The Mermaid and Mrs Hancock, by Imogen Hermes Gowar.

           It is September, 1785 and canny Deptford merchant Jonah Hancock is horrified to learn that the trusted Captain of Hancock’s ship ‘Calliope’ has sold the vessel for – for A Mermaid????
            And a fearsome ugly one at that! But the Captain swears that Mr Hancock will make himself rich from displaying such a Curiosity;  there is no other like it and the merchant should set about reaping the returns on his ‘investment’ as soon as possible.  Jonah Hancock has had many tragedies in his life:  the loss of his wife and baby in childbirth fifteen years before;  the responsibilities of many relatives to support without any of the rewards of a close and loving family life, and the prospect of bleak and loveless old age – he may as well try his luck  with his horrid new acquisition:  what more can he lose?
            To his great shock, he finds that his friend the Captain is right:  there is no shortage of spectators wishing to pay good money to see his Curiosity – why, he even receives an offer he can’t refuse from the Madame of one of the most exclusive brothels in London to display the Mermaid for one week, she eagerly acquiescing to the most outrageous sum he can name – and there, finally, he meets his fate in the shape of Angelica Neal, high-priced courtesan who effortlessly steals his heart (and hopefully, his fortune later).  He is hopelessly smitten, but not entirely foolish:  he is dogged, determined and good at playing the waiting game, even enduring a tempestuous and doomed love affair she conducts with a handsome and penniless young man, and as a show of devotion he even dispatches his Captain on another search when Angelica gaily challenges him to ‘find me another mermaid!’
            And he does.
            But this one is real and has a dreadful gift of plunging all who see and hear her into a dreadful melancholy, including Mr Hancock:  it is time for Angelica, low-born and whore though she may be, to fight for all she holds dear – including Mr.

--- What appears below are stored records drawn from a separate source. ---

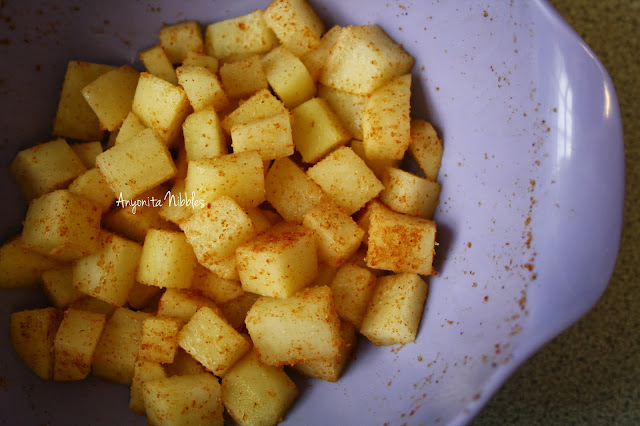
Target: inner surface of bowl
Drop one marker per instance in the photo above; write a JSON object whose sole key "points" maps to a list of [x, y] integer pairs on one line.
{"points": [[529, 120]]}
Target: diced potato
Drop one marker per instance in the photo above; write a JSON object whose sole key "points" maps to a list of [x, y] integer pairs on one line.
{"points": [[288, 77], [22, 267], [317, 130], [109, 273], [203, 87], [337, 233], [395, 310], [239, 176], [407, 193], [203, 135], [133, 168], [74, 117], [159, 341], [161, 106], [183, 400], [346, 179], [156, 62], [364, 58], [386, 124], [211, 340], [239, 37], [426, 147], [62, 225], [178, 39], [400, 243], [75, 344], [295, 23], [257, 394], [115, 356], [93, 186], [110, 96], [58, 286], [45, 167], [32, 336], [167, 260], [278, 262], [271, 137], [296, 329]]}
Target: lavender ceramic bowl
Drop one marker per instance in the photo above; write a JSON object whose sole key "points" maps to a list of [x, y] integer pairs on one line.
{"points": [[530, 214]]}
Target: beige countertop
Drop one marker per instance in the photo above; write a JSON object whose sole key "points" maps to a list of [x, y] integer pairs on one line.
{"points": [[590, 374]]}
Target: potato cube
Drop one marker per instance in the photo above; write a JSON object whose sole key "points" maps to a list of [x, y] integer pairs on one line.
{"points": [[159, 341], [45, 167], [317, 130], [400, 243], [296, 329], [395, 310], [271, 137], [57, 284], [32, 335], [239, 176], [178, 39], [110, 273], [337, 233], [161, 106], [93, 186], [74, 117], [133, 168], [203, 87], [183, 400], [290, 191], [22, 267], [257, 394], [62, 225], [167, 260], [346, 179], [203, 135], [278, 262], [407, 193], [75, 344], [288, 77], [115, 356], [386, 124], [426, 147], [110, 96], [364, 58], [156, 62], [210, 339], [239, 37], [295, 23]]}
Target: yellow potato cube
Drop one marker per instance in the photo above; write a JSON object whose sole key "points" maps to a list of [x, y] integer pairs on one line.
{"points": [[288, 77], [45, 167], [62, 225], [278, 262], [317, 130], [400, 243], [178, 39], [133, 168], [211, 340], [110, 96], [32, 335], [395, 310], [364, 58], [257, 394], [295, 23], [167, 260], [74, 117], [75, 344], [296, 329]]}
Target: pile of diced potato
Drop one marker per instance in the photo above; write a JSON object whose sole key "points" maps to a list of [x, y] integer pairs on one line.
{"points": [[237, 208]]}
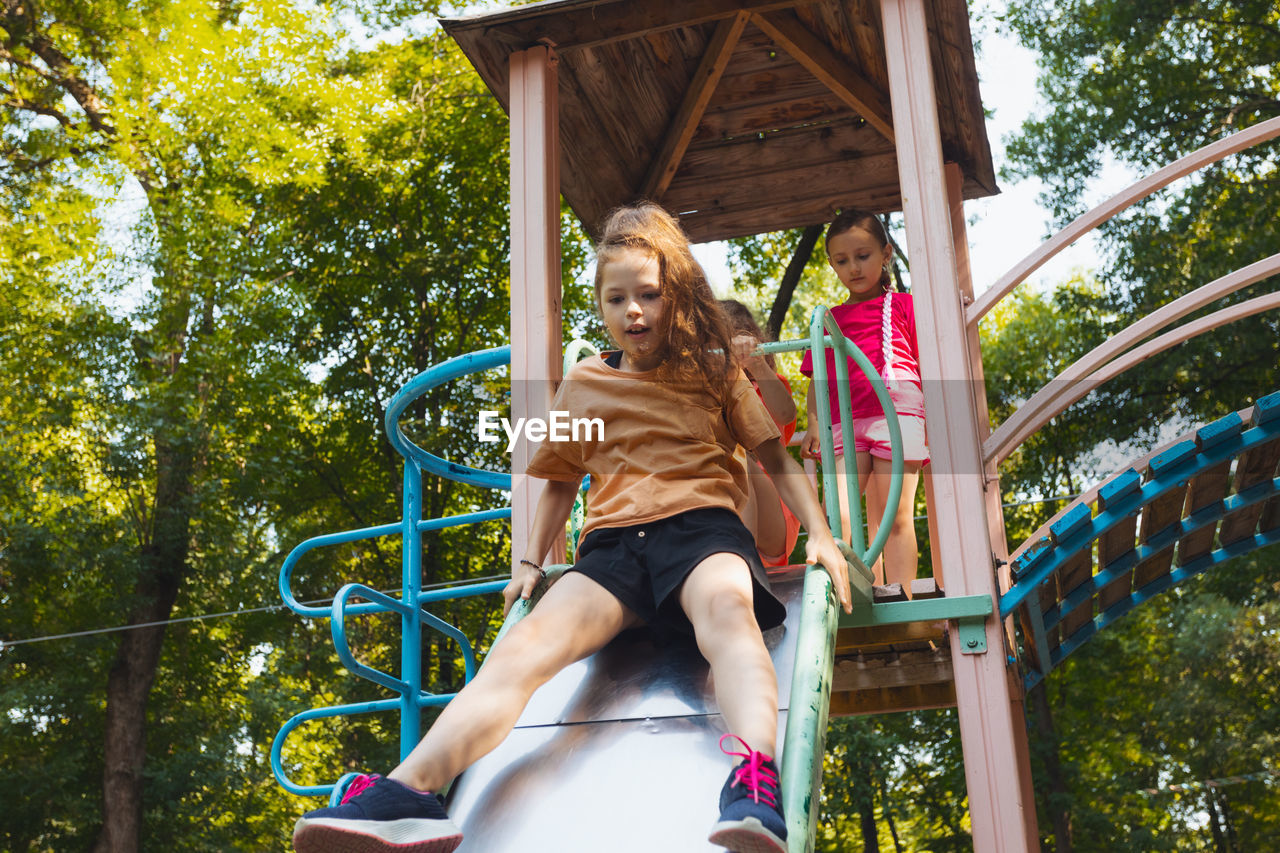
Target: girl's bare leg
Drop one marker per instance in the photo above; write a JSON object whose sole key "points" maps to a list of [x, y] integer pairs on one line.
{"points": [[717, 597], [536, 648], [901, 555]]}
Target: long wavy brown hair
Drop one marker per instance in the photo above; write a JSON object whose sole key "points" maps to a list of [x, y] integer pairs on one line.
{"points": [[694, 345]]}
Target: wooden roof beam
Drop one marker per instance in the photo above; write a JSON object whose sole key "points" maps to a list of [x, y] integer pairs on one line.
{"points": [[590, 23], [681, 131], [789, 33]]}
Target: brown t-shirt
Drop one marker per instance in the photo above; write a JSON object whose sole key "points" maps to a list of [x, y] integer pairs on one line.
{"points": [[666, 447]]}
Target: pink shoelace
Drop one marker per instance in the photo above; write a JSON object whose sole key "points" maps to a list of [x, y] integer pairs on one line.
{"points": [[359, 785], [760, 781]]}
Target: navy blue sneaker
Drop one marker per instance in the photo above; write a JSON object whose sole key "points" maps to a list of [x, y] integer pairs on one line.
{"points": [[378, 815], [750, 806]]}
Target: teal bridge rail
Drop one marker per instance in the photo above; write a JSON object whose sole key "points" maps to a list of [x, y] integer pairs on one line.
{"points": [[1216, 484]]}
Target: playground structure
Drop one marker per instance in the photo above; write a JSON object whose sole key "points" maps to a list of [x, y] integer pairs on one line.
{"points": [[754, 115]]}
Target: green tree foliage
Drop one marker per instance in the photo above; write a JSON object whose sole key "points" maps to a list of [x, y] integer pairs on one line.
{"points": [[1143, 85]]}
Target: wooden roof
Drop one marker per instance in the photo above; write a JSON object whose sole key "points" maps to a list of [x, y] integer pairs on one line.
{"points": [[741, 115]]}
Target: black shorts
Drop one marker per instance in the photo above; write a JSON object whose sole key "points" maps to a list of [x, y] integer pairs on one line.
{"points": [[643, 565]]}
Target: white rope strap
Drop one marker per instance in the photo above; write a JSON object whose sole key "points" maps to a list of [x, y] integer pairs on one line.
{"points": [[887, 337]]}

Hancock.
            Ms Gowar thrills us with her gorgeous language and spectacular imagery, especially when evoking the tumultuous life of 18th century London and beyond, and the huge, unassailable ramparts of the Class system.  From those forced to sell themselves for food to the courtesans of princes, ‘commerce’ is involved every step of the way:  what do you have that I can buy at the cheapest possible price?  (Beauties and Curiosities excepted!)  SIX STARS.